How do you read it?

On one occasion an expert in the law stood up to test Jesus.
“Teacher,” he asked, “what must I do to inherit eternal life?”  
“What is written in the Law?” he replied. “How do you read it?”
(Luke 10: 25-26)

As a rabbi, Jesus answered the law expert’s question with another one. In fact, with two other questions. The first was easy to answer. The expert knew what was written in the Law and quoted the text perfectly. The second one was more demanding. It touched the way he understood it. And it is this question that I invite you to think about. How have we been reading the Scriptures?

Some time ago I heard a Brazilian Christian leader, whom I greatly admire, answering the question: ‘What is the problem with Brazilian evangelical Christians?” The question had been asked in response to the clear division and antagonistic positions of evangelicals and evangelical leaders in the public environment, among other issues. He was straightforward: “The Bible”. It took me a few minutes to understand his response in depth. And I understood it by remembering that conversation between Jesus and the expert in the law.

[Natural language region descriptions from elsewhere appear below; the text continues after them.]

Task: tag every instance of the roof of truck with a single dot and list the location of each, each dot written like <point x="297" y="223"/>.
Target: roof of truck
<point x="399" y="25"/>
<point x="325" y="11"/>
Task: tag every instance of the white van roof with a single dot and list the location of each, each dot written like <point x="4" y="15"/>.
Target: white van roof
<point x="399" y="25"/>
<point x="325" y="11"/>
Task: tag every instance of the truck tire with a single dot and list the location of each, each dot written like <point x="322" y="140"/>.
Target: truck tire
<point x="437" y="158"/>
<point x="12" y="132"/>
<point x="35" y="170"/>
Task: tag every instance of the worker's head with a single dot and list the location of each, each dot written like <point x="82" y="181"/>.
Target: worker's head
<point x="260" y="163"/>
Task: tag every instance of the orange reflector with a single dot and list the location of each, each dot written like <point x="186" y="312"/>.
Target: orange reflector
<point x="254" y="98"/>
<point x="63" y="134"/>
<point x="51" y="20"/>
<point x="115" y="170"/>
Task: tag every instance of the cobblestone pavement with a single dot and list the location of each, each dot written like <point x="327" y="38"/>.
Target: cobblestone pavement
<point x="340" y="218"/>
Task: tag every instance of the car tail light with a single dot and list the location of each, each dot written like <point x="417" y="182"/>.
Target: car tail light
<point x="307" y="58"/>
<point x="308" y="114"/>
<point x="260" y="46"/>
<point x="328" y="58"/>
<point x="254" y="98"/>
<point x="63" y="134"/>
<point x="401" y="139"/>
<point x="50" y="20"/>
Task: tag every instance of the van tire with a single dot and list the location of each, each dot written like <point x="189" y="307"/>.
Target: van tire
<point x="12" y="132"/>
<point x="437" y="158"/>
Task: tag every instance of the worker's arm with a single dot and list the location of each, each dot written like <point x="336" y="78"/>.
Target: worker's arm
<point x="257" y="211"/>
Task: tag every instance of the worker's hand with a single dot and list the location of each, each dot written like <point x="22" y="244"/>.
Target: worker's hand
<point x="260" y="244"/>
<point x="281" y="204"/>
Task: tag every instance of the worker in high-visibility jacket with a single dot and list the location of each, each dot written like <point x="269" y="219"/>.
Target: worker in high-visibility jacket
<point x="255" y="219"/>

The way we read the Bible reveals deep roots, as well as life conceptions of the human being, of God, of ourselves. Therefore, not all of us read the same Bible, although it is the same book. And differences in our reading comprehension is not really the problem. The point is that we can read it in an antagonistic and irreconcilable way. There are poor readings that lead to poor spirituality!

Martin Luther King Jr. did not read the same Bible as the Ku Klux Klan. He also diverged in his reading from most evangelicals in the southern United States, in particular. Dietrich Bonhoeffer did not read the same Bible as the German church did. The German churches that were silent in the face of the Nazi horrors read the ‘same’ bible in a completely different way to the young theologian. Differences in reading and posture continue everywhere! What Bible have we read? Would our Lord read it as we do?

Returning to the dialogue between Jesus and the expert in the Law, we find ourselves facing the same current problem or challenge – the meaning we give to what we read and the implications that we admit for our lives when reading the bible. It was written, but how should it be lived? Challenged by the duty to love God and our fellow human, the expert in the Law was unsure about who this person should be. Interestingly, he had no doubts about the part about loving God with all his heart, soul, strength and understanding.

Sometimes I have the feeling that, like him, we have become experts in God. We know all about divinity. We know what God likes and dislikes, what God admits and what God doesn’t, who has a chance with God and who doesn’t. But, also as that expert in the Law, we are ignorant about others. We don’t know who they are. We don’t see it as our responsibility. We are quick to judge and slow to have mercy. And not every kind of fellow human is acceptable or a candidate for our love. Somehow, our love has some criteria that means some people have to deny themselves in order to meet it. We forget that this criterion belongs to Christ and not to his followers.

All of this leads me to consider whether two thousand years after Jesus and the Law expert talked, we understand the Gospel that Jesus lived out. We build temples, create liturgies, establish religions, write doctrines, systematise God. We organise movements, create networks, launch projects and write statements, as well. Still, instead of being stronger and more united, we are weaker and more divided. And we even antagonise ourselves! Jesus’ second question is very relevant to us. The answer that emerges requires reflection, prayer and conversations. How have we been reading the Bible? With what eyes, heart and mind? With what perspectives, assumptions and prejudices? Our attitudes towards others reveal our reading. What we know about people is perhaps more important than what we claim to know about God as we read the Bible.

I don’t think we can know God well if we don’t know our fellow human. And a true knowledge of God will lead us to know our ‘neighbor’ better. Our neighbor is so important in our relationship with God that, in the perspective presented by Jesus in Matthew 25, the only one that shall serve God is the one who serves their neighbors.

You may not have read the entire Bible even once, from beginning to end. Consider reading more! You may have read it dozens of times, from beginning to end and even have a medal or certificate of honor for your laudable discipline. Keep reading! But let us not fail to evaluate ourselves as to our postures and attitudes towards life and people. The book of Acts calls our faith “The Way”. The writer of the letter to the Hebrews says that Jesus inaugurated a new and living way for us. If we are ‘on the Way’, we know that sometimes it is smooth, simple and flat. Yet, sometimes hard, complex and rough. It requires faith and courage. Courage to see, hear and understand. Courage to admit, repent and correct our errors. It requires learning to abandon the wrong paths, discover new ones, because grace is alive in its manifestation in history. It is the aroma of new wine that always calls for new wineskins. Our faith is a path of disciples and not of adherents.

What’s written? How do we read? May we, assisted by the Holy Spirit, be able to read our Bibles in such a way that the Kingdom of God is manifested and that we are, each one of us, living signs of God’s presence.